Re: Refactor huge subroutine
by GrandFather (Saint) on Aug 13, 2008 at 04:51 UTC

    Here's a start. Note that "global" stuff is added to a rptGlobal hash in $self to save passing around a bunch of stuff explicitly. A couple of large chunks of code have been refactored into subs. Early exits allow nested if/elsif structures to be flattened.

    Untested of course with no guarantee against introduced bugs. You do have a comprehensive test suite right?

    A little additional commenting in each of the top level if blocks in rptGenConsolidated would be nice.

    Perl reduces RSI - it saves typing
Re: Refactor huge subroutine
by kyle (Abbot) on Aug 13, 2008 at 04:15 UTC

    Some <readmore> tags would be good for that big block of code.

    I haven't looked too deeply at what this is doing, but one strategy I've heard of for this kind of situation is to turn it into an object (maybe several). You make the long-lived variables into attributes to save yourself from passing them in and out everywhere. Then you can start cutting things up into smaller and smaller routines.

    I think all of grep's suggestions are good, but I especially want to second the write tests first suggestion. Ideally, you'd have tests that Devel::Cover says exercises most of what's there.

    Good luck.

Re: Refactor huge subroutine
by apl (Monsignor) on Aug 13, 2008 at 11:06 UTC
    Duplicated (non-trivial) code should be extracted into subroutines. For example:
    Date_Cmp( _dateformat($_->get('hb_Local_date_lodged')), _dateformat($self->{date_str}) )
    could become a function.

    As a matter of personal taste, I'd turn

    exists $check{$_->qcs_job_name} {$lodgement->{reference}} {$_->qcs_sequence_no}) && ($check{$_->qcs_job_name} {$lodgement->{reference}} {$_->qcs_sequence_no}) && ($client_job_spoil ->hb_Local_spoils == 0);
    into a function. When I encounter a "next if", I don't want to dwell on the logic of the test, but to simply note that a test exists.

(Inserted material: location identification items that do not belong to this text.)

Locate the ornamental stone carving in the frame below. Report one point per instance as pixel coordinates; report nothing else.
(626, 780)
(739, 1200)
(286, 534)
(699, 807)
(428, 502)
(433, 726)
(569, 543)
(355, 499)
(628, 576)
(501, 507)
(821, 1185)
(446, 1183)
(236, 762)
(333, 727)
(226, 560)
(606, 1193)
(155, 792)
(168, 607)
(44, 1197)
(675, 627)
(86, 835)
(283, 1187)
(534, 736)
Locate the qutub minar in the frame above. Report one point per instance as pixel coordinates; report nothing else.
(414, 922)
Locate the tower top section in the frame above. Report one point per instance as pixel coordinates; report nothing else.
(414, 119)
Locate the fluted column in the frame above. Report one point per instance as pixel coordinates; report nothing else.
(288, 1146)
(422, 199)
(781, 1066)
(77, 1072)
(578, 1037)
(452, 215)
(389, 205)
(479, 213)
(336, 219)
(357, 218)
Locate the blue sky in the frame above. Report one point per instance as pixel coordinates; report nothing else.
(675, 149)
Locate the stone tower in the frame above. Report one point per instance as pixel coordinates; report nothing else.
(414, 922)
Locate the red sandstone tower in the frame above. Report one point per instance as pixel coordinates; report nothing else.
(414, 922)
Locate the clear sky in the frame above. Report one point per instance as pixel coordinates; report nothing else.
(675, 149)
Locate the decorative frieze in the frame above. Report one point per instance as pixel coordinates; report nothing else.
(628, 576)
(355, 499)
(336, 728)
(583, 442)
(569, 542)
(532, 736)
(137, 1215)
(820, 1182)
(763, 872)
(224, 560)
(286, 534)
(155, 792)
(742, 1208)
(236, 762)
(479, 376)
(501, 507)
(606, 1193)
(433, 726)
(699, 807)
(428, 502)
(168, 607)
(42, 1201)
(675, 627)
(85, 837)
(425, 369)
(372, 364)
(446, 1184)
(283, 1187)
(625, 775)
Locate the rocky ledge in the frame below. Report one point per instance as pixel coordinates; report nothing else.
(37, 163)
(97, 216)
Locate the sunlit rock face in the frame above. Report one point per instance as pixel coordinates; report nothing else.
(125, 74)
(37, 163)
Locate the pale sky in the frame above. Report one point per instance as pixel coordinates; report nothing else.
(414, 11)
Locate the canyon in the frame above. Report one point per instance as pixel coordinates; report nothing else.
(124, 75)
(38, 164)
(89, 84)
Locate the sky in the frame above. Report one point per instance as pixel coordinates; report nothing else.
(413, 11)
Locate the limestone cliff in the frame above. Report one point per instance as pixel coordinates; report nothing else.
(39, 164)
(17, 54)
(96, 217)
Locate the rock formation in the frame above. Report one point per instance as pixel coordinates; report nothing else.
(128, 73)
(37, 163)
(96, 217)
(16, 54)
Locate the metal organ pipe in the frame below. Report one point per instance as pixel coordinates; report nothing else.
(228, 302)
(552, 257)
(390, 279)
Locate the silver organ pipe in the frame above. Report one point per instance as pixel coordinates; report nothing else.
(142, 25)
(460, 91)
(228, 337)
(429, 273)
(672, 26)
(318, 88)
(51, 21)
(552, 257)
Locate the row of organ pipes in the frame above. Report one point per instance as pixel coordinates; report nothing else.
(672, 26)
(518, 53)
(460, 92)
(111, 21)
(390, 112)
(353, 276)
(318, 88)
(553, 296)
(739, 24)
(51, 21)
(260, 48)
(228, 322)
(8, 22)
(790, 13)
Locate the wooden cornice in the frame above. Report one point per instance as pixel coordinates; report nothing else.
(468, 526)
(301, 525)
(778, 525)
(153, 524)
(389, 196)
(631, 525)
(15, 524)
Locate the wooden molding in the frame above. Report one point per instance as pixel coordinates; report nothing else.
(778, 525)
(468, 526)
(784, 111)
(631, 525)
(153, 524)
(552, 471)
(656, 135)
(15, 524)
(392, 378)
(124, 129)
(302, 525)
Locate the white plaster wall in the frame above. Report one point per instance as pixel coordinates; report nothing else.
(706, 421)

    Finally (and again, this is all just personal taste), consider changing

    $total_lodged = $_->qcs_document_count() - $client_job_spoil ->hb_Local_spoils;
    $total_lodged = $_->qcs_document_count() - $client_job_spoil->hb_Loc +al_spoils;
    It takes fewer lines and (if you align equal signs and operations) should be just as readable, if not more.
Re: Refactor huge subroutine
by Herkum (Parson) on Aug 13, 2008 at 14:50 UTC
    1. Move code in nested for/while loops into their own subroutine.
    2. Move the giant if/elsif conditions into their own subroutine and refactor till it makes sense.
    3. Making this into an object would simplify refactoring(for the if/elsif checks) because you can make a subroutine to do the conditional check that is more descriptive than 3 or 4 lines of if $blah == 2 and $blah2 < 2 and etc...
    4. If you have a subroutine that is longer than the size of your screen (80 rows or so) it is too long.
    5. If you have lines of code that are stretching over 80 lines in length then try another way to write the code. There is nothing worse than missing something because it goes off the screen.
Re: Refactor huge subroutine
by est (Acolyte) on Aug 14, 2008 at 05:29 UTC

    Thanks for commenting. I do have test suites in place, so it'll ensure not to break thing during refactoring.

    I'll try to put all the suggestion here to my code, however the thing that still scary me is that log if-elsif-else block. I've considered moving that into subroutines, but have no idea with the implementation.